En cualquier caso, los obstáculos y las dificultades interpuestos por la Administración al consumo del tabaco mediante restricciones publicitarias, avisos sobre su nocividad y limitaciones del público potencialmente comprador son una contribución a una campaña de salud pública que sólo podrá tener éxito a largo plazo y cuando los individuos hayan interiorizado los malos frutos de la práctica de esa costumbre. A este respecto es preciso señalar que la nocividad del tabaco no debe ser pretexto para el recorte innecesario y cruel de la pequeña libertad individual de fumar hasta la intoxicación definitiva si uno voluntariamente opta por hacerlo así.
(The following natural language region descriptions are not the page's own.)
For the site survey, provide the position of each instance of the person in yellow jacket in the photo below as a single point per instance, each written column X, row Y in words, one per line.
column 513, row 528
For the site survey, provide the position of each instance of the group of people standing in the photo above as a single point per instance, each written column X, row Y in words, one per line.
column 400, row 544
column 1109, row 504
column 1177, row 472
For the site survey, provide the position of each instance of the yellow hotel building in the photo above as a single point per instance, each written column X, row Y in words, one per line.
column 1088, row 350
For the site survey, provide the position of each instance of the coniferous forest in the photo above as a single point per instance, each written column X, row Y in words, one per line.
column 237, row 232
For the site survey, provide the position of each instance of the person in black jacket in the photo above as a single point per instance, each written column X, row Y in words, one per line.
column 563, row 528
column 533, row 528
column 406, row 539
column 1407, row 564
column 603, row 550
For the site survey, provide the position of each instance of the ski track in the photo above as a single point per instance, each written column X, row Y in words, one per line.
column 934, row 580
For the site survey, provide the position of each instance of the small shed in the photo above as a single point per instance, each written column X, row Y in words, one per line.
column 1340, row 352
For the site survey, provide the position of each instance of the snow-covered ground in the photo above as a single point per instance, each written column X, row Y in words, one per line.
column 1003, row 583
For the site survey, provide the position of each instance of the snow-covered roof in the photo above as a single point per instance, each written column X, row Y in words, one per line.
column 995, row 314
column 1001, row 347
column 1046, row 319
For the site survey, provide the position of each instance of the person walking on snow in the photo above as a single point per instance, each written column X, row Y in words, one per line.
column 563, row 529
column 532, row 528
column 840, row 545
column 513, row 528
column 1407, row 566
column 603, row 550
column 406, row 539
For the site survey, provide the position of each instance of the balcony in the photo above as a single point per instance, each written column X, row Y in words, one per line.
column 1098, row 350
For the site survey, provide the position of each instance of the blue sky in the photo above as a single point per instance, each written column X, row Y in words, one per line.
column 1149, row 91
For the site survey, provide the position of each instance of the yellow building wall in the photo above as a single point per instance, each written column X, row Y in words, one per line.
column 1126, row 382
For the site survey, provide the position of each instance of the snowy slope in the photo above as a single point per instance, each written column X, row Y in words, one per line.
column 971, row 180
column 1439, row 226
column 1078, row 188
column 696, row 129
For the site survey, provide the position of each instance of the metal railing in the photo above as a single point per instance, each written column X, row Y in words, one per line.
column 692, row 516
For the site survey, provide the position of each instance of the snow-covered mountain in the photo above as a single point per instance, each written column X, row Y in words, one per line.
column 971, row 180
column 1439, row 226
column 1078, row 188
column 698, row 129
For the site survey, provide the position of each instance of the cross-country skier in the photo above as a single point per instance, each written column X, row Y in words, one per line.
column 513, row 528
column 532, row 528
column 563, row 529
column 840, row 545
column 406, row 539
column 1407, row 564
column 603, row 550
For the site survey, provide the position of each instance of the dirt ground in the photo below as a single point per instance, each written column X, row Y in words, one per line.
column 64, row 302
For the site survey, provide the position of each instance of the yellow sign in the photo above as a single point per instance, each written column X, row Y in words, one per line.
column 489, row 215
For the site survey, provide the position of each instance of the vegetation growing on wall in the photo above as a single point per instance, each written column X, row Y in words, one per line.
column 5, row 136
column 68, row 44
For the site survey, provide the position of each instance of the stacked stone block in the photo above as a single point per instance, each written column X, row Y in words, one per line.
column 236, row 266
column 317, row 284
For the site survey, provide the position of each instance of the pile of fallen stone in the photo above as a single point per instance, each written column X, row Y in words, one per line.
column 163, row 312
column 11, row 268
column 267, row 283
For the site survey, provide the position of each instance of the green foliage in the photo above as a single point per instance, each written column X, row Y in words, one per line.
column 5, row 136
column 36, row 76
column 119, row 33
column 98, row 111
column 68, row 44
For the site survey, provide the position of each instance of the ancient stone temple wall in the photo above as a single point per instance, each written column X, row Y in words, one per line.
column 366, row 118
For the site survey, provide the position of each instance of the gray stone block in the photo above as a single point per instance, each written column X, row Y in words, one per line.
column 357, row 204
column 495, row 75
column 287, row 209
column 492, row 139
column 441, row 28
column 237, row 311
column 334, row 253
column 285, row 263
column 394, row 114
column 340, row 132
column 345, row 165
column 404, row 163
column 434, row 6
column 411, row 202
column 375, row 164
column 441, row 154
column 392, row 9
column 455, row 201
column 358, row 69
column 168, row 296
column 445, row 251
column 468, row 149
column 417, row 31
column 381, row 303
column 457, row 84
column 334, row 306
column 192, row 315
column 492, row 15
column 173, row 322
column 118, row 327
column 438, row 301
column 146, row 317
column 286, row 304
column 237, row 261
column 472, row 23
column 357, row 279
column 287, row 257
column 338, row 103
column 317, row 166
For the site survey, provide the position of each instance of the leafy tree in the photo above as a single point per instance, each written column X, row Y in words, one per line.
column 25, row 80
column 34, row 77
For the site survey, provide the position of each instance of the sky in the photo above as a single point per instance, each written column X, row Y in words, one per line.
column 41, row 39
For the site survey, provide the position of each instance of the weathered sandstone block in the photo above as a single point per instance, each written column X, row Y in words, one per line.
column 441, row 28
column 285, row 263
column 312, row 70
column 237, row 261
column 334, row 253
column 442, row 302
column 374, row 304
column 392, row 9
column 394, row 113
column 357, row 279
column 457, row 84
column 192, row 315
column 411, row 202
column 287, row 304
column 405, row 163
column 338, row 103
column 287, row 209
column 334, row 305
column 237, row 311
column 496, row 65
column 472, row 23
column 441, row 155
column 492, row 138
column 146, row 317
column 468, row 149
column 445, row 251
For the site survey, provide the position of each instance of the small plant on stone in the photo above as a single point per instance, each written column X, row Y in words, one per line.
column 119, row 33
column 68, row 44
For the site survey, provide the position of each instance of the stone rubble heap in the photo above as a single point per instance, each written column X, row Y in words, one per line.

Las drogas son tanto más nocivas cuanto más sometidas a un mundo de presiones, mitificaciones y ocultismos permanecen. Por eso nos parecen mucho más interesantes las medidas destinadas a la protección de los derechos de quienes no fuman y a la difusión de una información veraz sobre los males que acarreará el hacerlo. Porque la Administración ni puede ni debe redimir de sus vicios y pecados a los ciudadanos, pero tiene en cualquier caso que garantizar también el derecho a la existencia de la virtud.